AWS Resource Groups and Tagging Reference - AWS Resource Groups and Tags

AWS Resource Groups and Tagging Reference

Use the topics in this section to find reference information for various aspects of AWS Resource Groups.

Service quotas for Resource Groups

Name Default Adjustable Description
Resource groups per account Each supported Region: 100 Yes The maximum number of resource groups that you can create in this account. A resource group is a collection of AWS resources that match a specific criteria.
Note

You can request changes to quotas marked as adjustable by using the AWS Resource Groups page in the Service Quotas console.

Service quotas for Tagging (Tag Editor and Resource Groups Tagging API)

Name Default

Tags attached per resource

50 user created tags (AWS created tags don't count against this limit)

Tag key name

Minimum of 1, maximum 128 Unicode characters in UTF-8.

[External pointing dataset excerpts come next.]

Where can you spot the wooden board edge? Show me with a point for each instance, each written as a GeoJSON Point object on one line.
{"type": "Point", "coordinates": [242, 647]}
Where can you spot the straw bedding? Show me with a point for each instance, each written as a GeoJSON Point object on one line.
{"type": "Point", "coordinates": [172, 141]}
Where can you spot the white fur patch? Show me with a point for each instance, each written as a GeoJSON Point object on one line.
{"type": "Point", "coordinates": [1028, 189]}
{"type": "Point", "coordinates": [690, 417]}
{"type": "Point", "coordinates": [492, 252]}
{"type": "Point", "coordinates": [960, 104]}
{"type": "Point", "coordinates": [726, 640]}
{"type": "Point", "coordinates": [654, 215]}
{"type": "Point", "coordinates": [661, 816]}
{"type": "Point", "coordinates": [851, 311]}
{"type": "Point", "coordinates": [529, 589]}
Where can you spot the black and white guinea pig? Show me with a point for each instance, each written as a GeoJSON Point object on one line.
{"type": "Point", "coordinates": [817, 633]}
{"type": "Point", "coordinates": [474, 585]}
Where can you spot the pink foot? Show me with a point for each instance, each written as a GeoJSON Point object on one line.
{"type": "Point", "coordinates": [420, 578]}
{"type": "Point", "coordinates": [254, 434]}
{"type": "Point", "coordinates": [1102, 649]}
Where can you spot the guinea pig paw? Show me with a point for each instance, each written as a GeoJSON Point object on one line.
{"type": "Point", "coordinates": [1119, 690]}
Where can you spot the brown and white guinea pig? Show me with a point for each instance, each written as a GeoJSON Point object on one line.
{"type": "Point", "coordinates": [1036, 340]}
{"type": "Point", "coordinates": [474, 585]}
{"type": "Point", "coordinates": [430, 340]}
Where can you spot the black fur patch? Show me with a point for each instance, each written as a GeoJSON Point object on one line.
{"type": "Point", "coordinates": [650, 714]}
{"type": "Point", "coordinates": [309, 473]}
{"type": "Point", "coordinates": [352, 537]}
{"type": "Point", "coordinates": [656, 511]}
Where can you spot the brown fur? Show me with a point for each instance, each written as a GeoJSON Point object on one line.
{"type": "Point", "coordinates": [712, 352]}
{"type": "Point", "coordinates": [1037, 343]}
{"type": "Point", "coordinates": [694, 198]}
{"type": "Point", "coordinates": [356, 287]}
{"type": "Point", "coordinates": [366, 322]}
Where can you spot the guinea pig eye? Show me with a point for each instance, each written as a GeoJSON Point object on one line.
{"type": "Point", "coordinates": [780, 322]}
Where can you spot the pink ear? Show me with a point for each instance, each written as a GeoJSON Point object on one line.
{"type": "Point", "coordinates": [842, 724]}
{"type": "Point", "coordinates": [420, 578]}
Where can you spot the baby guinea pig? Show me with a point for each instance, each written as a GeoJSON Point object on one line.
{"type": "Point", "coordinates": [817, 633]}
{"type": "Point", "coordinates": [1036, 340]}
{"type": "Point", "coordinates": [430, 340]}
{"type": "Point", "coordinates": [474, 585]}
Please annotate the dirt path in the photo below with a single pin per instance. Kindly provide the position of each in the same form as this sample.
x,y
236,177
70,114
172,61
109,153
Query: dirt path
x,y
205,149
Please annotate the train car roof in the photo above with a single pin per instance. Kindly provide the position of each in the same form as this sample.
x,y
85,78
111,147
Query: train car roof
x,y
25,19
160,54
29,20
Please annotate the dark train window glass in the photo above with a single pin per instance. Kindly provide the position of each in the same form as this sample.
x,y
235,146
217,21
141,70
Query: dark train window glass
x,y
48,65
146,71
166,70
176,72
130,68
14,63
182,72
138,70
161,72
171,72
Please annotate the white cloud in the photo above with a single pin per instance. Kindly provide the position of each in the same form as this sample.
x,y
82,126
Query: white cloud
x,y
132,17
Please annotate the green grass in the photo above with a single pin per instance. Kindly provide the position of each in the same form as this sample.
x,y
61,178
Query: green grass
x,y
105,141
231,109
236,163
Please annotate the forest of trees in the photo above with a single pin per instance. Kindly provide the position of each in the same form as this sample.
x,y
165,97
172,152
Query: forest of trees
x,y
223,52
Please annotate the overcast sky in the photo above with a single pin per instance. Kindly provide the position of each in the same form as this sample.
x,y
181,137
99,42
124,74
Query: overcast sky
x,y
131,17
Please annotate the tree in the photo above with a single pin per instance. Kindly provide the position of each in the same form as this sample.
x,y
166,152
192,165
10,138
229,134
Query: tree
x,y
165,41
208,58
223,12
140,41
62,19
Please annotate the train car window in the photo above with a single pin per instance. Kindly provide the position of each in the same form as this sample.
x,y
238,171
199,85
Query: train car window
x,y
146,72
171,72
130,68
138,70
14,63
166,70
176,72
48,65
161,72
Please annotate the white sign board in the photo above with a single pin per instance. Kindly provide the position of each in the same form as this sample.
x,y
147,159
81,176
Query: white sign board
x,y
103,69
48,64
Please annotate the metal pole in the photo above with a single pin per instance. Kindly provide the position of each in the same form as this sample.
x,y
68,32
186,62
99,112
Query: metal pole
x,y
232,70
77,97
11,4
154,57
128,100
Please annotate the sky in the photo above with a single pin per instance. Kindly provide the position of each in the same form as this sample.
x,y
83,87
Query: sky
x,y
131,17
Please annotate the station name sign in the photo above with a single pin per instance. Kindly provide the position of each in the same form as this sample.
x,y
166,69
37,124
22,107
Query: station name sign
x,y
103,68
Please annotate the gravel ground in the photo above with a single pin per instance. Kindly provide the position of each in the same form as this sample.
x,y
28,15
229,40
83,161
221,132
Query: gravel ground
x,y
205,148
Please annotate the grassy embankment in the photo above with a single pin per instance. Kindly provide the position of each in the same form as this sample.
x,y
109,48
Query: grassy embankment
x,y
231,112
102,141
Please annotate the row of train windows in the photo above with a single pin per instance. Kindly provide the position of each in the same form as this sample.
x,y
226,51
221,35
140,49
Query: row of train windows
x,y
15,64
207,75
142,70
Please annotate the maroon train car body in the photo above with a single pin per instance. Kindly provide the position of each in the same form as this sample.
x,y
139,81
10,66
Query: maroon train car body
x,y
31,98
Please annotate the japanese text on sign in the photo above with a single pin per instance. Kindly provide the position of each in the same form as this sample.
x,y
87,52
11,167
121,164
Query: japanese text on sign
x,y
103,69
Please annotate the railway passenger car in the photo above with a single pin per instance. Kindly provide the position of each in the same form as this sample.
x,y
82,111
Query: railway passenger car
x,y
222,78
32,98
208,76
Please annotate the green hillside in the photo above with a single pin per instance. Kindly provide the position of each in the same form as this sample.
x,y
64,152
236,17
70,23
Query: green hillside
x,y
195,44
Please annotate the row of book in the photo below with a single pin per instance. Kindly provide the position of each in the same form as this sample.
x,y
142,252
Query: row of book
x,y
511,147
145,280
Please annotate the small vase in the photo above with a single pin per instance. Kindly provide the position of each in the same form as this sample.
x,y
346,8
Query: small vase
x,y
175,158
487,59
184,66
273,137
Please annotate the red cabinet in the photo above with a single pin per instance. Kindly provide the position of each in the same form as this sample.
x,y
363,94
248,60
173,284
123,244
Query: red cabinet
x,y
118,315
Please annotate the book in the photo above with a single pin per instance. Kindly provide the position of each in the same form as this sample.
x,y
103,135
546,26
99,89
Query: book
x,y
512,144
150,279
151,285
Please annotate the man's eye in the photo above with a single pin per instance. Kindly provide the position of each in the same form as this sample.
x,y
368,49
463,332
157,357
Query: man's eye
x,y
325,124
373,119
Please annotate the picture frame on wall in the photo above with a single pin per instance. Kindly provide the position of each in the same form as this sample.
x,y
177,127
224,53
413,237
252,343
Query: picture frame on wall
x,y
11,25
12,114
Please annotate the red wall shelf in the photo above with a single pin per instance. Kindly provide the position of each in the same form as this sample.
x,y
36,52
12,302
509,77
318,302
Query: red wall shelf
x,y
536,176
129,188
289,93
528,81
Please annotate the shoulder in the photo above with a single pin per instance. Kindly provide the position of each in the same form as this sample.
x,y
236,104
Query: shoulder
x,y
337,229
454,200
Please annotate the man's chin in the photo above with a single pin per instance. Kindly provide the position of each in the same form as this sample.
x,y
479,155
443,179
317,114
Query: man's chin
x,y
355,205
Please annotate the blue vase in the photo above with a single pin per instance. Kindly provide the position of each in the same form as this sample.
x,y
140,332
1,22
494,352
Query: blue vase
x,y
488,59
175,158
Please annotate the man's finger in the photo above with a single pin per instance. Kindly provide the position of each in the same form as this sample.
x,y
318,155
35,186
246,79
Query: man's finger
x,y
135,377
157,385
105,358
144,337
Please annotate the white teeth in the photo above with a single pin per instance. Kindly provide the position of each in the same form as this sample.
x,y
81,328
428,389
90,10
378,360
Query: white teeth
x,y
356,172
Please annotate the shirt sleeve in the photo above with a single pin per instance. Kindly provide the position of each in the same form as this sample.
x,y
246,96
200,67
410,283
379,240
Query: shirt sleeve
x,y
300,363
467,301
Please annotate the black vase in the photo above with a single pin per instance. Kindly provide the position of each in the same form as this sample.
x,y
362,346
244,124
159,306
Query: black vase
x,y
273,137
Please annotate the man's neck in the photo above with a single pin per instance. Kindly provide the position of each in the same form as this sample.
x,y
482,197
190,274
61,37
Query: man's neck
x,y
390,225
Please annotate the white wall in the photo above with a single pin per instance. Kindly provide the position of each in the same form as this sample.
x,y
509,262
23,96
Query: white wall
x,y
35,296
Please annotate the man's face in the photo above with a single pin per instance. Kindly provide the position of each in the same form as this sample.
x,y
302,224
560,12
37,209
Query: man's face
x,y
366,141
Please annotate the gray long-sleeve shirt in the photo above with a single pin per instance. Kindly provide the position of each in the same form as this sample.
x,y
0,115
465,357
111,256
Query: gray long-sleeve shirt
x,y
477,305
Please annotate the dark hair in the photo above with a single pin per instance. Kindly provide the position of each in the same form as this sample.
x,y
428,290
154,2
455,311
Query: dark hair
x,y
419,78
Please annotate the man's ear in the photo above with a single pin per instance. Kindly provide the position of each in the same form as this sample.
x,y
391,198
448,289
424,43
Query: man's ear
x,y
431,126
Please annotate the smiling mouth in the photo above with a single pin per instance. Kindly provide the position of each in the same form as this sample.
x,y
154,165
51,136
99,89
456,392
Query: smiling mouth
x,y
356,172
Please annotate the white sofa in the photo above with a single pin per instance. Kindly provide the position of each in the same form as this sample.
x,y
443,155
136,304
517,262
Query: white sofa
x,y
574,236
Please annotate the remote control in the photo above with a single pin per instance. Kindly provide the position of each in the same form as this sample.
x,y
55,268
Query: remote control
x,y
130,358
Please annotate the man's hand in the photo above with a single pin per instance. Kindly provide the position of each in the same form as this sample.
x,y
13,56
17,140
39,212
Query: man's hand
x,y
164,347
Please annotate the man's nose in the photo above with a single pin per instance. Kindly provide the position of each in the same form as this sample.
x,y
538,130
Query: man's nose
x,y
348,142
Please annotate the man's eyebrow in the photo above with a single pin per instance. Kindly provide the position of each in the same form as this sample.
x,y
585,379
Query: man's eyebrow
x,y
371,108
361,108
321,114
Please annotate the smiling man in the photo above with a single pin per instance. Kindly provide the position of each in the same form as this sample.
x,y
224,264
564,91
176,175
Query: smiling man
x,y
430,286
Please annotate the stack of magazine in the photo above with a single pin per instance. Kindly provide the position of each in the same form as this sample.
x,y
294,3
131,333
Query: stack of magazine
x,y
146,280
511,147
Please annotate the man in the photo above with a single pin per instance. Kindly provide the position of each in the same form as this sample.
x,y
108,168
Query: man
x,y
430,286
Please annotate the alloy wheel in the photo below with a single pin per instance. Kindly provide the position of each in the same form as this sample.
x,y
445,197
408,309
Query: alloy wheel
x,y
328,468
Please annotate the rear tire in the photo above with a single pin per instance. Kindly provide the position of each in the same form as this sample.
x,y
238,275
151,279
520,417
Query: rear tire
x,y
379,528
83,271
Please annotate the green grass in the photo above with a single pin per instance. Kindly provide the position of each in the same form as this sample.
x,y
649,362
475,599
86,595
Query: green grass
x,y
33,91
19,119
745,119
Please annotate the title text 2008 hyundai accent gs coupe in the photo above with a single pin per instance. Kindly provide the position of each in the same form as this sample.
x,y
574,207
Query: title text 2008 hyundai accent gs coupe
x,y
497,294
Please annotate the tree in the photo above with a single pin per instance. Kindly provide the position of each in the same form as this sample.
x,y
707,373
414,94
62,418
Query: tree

Allowed characters include: letters, numbers, spaces, and the following characters:

_ . : / = + - @

Key names can't begin with aws: because that is reserved.

Note

Some AWS services have some additional character or length restrictions. For details, see the documentation for the specific service.

Tag values

Minimum of 0, maximum of 256 Unicode characters in UTF-8.

Allowed characters include: letters, numbers, spaces, and the following characters:

_ . : / = + - @

Note

Some AWS services have some additional character or length restrictions. For details, see the documentation for the specific service.

Rate of calling the GetResources API operation

Maximum of 15 calls per second

Rate of calling the following API operations:

Maximum of 5 calls per second

Note

These limits are currently not adjustable using the Service Quotas console. Contact AWS Support.

AWS managed policies available for use with AWS Resource Groups and Tag Editor

AWS-managed IAM permission policies enable you to grant pre-configured permissions to the IAM users and roles in your account. AWS managed policies are tested and adhere to best practice recommendations, so you can reliably use them in the scenarios for which they're define. As new resource types are supported as members of resource groups, and as new resource types support tagging, AWS automically updates these policies to support them. You don't need to do anything.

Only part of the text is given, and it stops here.